Quando o médico entrou no local eu ainda estava olhando os papeis. Meu pai me deu um leve cutucão e eu me pus de pé. Ele olhou para a prancheta, provavelmente querendo ganhar um tempo antes de dizer as boas novas.
– Algum familiar do Sr. Anderson? – Ele perguntou olhando para todos nós.
– Não, mas eu sou a tutora dele. – Sue se prontificou ao meu lado.
– Pois bem, o Sr. Anderson está em uma situação critica. Não sabemos o que aconteceu com ele, só sabemos que ele esta em coma e não tem previsão alguma de quando vai acordar, se é que vai. – Minhas pernas falharam e eu teria caido se não fosse pelo meu pai.
Ele passou o braço pela minha cintura e disse para o médico prosseguir.
– Se ele chegar a acordar não sabemos como ele vai estar. Pode estar sem memória, com alguma sequela. Não sabemos. – Ele curvou os ombros e me olhou. – Sinto muito.
Ele deixou a sala, mas antes avisou que eu poderia ver Blaine assim que ele fosse tranferido para o quarto. O que não demorou muito. Logo eu já estava ao seu lado, segurando sua mão e sussurrando milhões de desculpas.
Era horrível vê-lo assim. Inerte. Impossibilitado. Praticamente morto.
Havia, mais ou menos, uma hora que eu estava ali quando senti um frio na espinha. Uma mão se pôs no meu ombro. Fria. Eu conhecia o toque e também conhecia a voz rouca que veio a seguir.
– O que você fez, ma belle? – Olhei para Blaine, o fantasma, e ele estava pasmo olhando para si mesmo.
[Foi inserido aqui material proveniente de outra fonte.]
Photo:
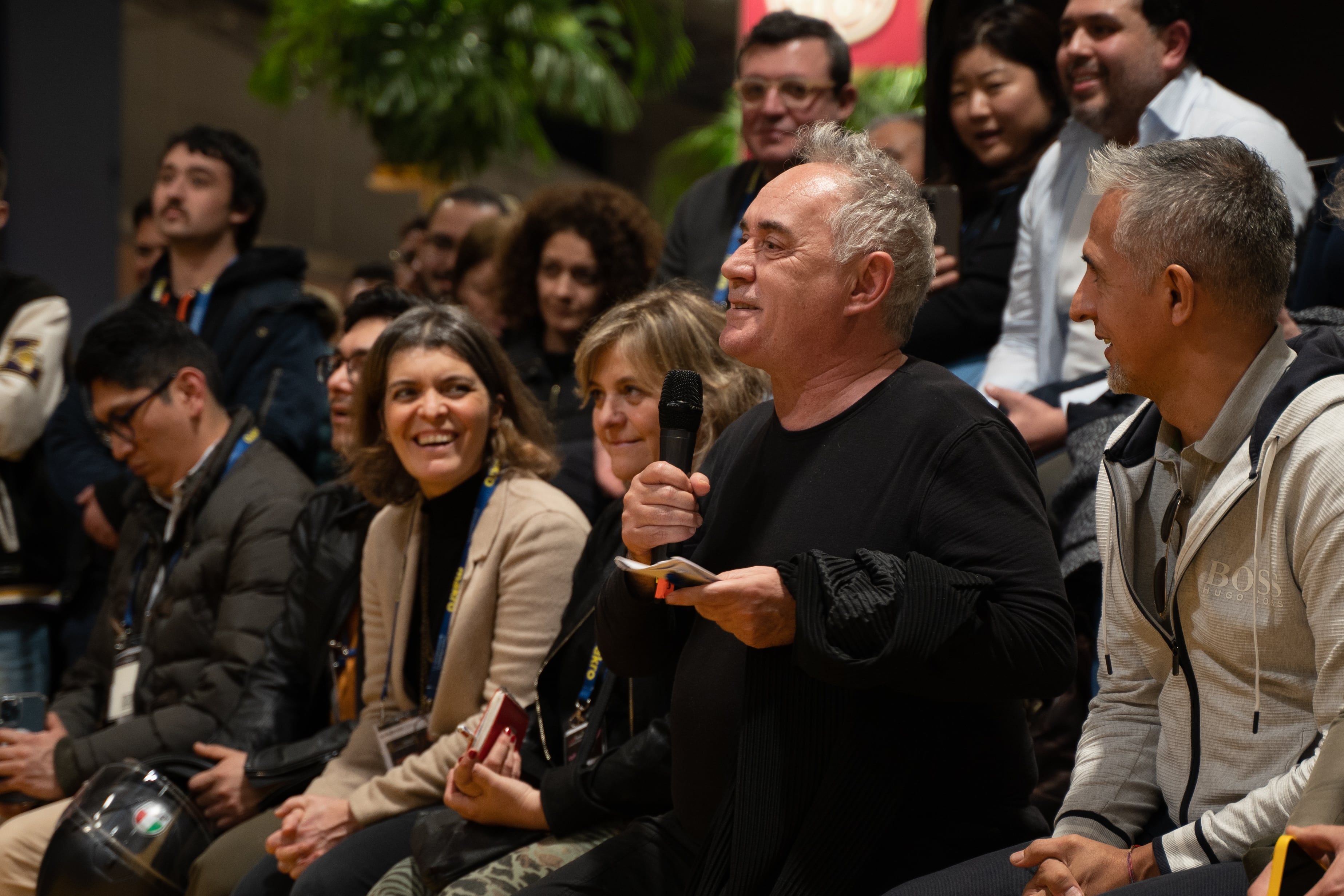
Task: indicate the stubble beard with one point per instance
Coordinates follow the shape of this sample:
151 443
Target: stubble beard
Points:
1119 381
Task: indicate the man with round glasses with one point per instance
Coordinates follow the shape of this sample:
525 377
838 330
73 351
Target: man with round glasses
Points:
201 566
792 70
299 702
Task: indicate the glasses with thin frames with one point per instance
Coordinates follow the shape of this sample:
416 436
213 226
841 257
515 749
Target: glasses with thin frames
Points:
1162 587
120 425
795 93
328 365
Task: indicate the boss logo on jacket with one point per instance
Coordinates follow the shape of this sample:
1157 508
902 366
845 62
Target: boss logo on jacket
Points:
1213 711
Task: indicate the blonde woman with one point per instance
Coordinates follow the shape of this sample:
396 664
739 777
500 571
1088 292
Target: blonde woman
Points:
465 574
620 366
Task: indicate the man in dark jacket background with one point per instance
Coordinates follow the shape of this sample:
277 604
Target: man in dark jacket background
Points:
245 301
792 70
197 581
297 707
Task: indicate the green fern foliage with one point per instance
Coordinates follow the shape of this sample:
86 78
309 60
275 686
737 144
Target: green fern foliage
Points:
451 84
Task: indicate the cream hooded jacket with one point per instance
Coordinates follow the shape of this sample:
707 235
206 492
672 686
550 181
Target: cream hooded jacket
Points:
1218 714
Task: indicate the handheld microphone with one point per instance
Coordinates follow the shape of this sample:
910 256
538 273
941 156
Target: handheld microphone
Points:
681 409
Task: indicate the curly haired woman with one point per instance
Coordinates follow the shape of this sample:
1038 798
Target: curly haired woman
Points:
577 252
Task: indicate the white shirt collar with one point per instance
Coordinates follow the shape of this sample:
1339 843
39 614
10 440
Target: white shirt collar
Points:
178 491
1166 116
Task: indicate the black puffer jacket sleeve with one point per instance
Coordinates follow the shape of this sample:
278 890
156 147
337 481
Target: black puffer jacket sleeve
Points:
284 698
631 781
209 625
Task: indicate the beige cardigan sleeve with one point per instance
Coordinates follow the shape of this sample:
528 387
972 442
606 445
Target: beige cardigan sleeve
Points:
534 587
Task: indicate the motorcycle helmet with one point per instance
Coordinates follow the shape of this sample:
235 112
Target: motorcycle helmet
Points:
128 832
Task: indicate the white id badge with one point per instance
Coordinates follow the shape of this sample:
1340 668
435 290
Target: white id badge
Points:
401 739
122 696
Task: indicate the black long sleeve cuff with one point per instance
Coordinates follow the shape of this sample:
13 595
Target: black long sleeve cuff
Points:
859 620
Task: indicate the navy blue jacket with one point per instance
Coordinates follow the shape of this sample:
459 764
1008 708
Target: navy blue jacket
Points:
267 334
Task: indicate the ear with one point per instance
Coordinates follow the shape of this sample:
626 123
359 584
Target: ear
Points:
1179 288
1175 39
193 390
873 280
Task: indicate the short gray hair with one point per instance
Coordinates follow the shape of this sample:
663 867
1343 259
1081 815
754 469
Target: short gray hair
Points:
1210 205
886 214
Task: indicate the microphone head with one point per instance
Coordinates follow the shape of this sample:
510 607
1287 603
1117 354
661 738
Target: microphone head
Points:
682 402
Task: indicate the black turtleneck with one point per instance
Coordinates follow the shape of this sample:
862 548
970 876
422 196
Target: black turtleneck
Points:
447 520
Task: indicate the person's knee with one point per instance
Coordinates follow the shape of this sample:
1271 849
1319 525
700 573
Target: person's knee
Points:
23 841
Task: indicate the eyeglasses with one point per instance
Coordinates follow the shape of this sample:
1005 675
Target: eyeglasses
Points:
328 365
119 425
1162 587
795 93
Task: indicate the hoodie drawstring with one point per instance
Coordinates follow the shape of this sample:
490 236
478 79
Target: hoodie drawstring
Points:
1266 464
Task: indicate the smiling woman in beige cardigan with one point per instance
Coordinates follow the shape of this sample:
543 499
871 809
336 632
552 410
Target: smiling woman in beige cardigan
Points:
439 409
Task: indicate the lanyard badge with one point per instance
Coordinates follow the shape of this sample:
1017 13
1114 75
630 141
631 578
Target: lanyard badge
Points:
408 734
578 721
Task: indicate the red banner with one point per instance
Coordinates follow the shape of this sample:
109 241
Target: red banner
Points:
881 33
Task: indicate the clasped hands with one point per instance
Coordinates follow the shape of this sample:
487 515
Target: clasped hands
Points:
1074 865
223 793
752 604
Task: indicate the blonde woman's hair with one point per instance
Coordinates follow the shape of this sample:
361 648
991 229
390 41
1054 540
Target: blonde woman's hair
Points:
522 440
675 327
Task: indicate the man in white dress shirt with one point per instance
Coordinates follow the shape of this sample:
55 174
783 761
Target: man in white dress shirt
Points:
1128 72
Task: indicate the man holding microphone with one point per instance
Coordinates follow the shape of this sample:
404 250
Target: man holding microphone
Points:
885 567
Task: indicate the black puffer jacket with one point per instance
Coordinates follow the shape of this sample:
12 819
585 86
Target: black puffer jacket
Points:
209 624
287 698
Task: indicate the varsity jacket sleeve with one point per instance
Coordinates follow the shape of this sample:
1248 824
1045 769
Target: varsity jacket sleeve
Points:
1014 359
1115 790
31 374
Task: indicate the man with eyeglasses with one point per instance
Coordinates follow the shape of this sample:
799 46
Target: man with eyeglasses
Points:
199 574
302 702
792 70
449 219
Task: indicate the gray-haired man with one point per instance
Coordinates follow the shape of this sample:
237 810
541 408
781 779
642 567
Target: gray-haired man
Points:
1221 524
888 589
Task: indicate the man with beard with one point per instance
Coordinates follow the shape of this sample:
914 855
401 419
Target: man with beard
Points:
1131 77
448 222
792 70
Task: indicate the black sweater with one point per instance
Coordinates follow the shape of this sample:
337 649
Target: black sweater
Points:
900 705
966 319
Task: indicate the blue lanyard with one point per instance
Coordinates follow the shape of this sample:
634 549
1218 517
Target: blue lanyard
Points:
483 497
591 678
130 620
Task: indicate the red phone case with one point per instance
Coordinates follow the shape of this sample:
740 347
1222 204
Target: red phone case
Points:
503 713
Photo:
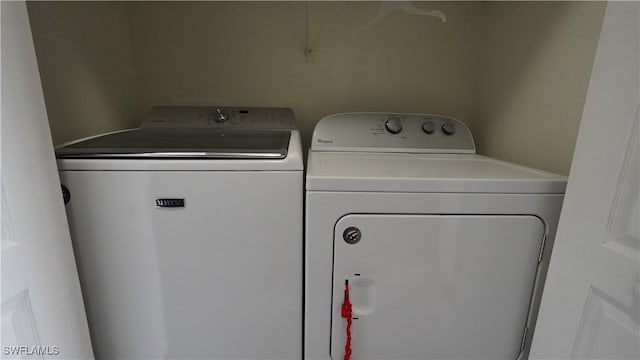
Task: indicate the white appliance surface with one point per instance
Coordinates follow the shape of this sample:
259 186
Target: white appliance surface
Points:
185 258
351 171
452 250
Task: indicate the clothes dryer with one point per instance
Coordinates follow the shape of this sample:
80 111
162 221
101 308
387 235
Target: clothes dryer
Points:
443 251
187 233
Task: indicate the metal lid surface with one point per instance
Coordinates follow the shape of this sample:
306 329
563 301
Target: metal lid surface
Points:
181 143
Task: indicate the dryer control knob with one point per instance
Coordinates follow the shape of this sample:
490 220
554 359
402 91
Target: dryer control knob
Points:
429 127
393 125
221 116
448 129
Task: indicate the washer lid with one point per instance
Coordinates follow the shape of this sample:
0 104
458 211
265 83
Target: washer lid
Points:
183 143
400 172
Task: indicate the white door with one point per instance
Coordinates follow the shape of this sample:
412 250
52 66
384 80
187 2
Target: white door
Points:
591 303
435 286
42 311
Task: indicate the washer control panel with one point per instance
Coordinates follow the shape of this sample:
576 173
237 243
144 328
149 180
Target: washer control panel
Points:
220 118
392 132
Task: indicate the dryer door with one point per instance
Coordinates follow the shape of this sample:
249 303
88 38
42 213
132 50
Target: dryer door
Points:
434 286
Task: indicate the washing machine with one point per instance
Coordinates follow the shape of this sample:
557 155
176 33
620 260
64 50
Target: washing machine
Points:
187 233
441 252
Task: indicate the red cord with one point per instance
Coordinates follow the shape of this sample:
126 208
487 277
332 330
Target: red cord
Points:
347 314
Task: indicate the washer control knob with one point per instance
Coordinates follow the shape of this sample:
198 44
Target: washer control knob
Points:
448 128
393 125
429 127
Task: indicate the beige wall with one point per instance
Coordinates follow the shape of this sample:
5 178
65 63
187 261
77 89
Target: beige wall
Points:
537 61
85 58
252 54
515 72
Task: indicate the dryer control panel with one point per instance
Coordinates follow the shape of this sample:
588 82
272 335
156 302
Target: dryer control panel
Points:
392 132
Eu me levantei as pressas e lhe abracei. Uma corrente fria passou através do meu corpo, mas eu nunca me senti tão confortável. Ele não havia desaparecido. Eu ainda tinha o antigo Blaine pelo menos.
– Me desculpe, e-eu não queria... – Ele me interrompeu.
– Tudo bem, ma belle. – Ele apertou ainda mais o abraço. – É estranho me ver assim, sabe.
Quando nos separamos ele continuou olhando para seu corpo imóvel na cama. O que ele devia estar sentindo? Eu enlouqueceria se estivesse em seu lugar. Só de imaginar fico enjoado.
O que eu vou fazer se o outro Blaine acordar? Deixa-lo? Eu tenho essa opção?
Eu fiquei afastado enquanto Blaine se aproximava da cama. Completamente atônito. Ele nem percebeu quando Quinn entrou no quarto e ficou ao meu lado, só percebeu quando ele me olhou e sorriu, e em um segundo sua expressão se tornou assutada, e então ele desapareceu.
– BLAINE!
Eu gritei querendo impedir de que fosse, para onde quer que tenha ido. Era tarde demais. Foi como tentar segurar o vento, literalmente o vento. Eu o chamei outras vezes e ele não voltou. Eu sabia que ele não o faria, dessa vez foi direfente, foi como se ele tivesse sido sugado por alguma coisa.
Quinn me envolveu em seus braços quando as lágrimas teimaram em cair novamente. Eu estava cansado de todo esse chororo, de todos esses problemas. Justo quando achei que minha vida estava melhorando. Isso é tudo culpa de Sebastian. Por que ele tinha de se meter conosco?
– ma belle? – A voz ecoou no quarto. Rouca demais, perto demais e viva demais.